The formula for the Adjusted R2 is:

$$R^2_{\text{adj}} = 1 - \left( \frac{1 - R^2}{n - k - 1} \right) \times (n - 1)$$

Where:

  • R2 is the coefficient of determination

  • n is the number of observations

  • k is the number of predictors (independent variables)

Characteristics

  • Useful for comparing models with different numbers of predictors

  • Less sensitive to overfitting. It helps prevent model complexity.

  • Increases only if new predictor improves the model

Implementation

# import r2_score 
from sklearn.metrics import r2_score 
r2 = r2_score(y_test, y_pred)

# Number of observations and predictors
n = X_test.shape[0]
k = X_test.shape[1]

# Adjusted R² calculation
adjusted_r2 = 1 - (1-r2) * (n-1) / (n-p-1)
  • Adjusted_r2 is calculated using the number of observations, predictors, and the r2_score.
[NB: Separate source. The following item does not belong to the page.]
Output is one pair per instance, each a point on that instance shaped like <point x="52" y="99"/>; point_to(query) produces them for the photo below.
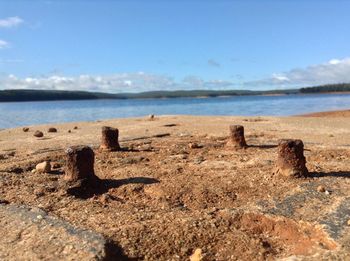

Summary: Notable Points from These Evaluation Metrics

  1. A regression model with lower MAE, MSE, and RMSE values is more accurate. On the other hand, a regression model with a higher R2 value is considered desirable.

  2. The RMSE will always be bigger or equal to the MAE. If RMSE = MAE, then all the residuals have the same magnitude

  3. The MAE and RMSE can vary from 0 to infinity. They are unaffected by the direction of the residuals.

  4. RMSE is sensitive to extreme values and penalizes them more than MAE. MAE is more robust

  5. R2 and Adjusted R2 measure the regression model’s independent variables' capacity to explain the variability in the dependent variable.

  6. Adjusted R2 addresses the flaw in R2. Adjusted R2 incorporates the number of predictors in its calculation. When \( R^2 \) increases, adding any independent variables that are not statistically significant will cause the Adjusted \( R^2 \) to decrease.

  7. Try different evaluation metrics depending on your use case

Conclusion

Regression models are evaluated using evaluation metrics like MAE, MSE, RMSE, R2, and Adjusted R2 to assess their performance and ensure their optimal generability on unseen data.

Each metric has unique characteristics that make for its strengths and weaknesses. So, no metric is suitable for all kinds of datasets and scenarios. Understanding these metrics and how to implement them is vital in selecting which one to use in different use cases.

However, because each metric has unique strengths and weaknesses, it is advisable to use a combination of these metrics to test the model's quality and reliability.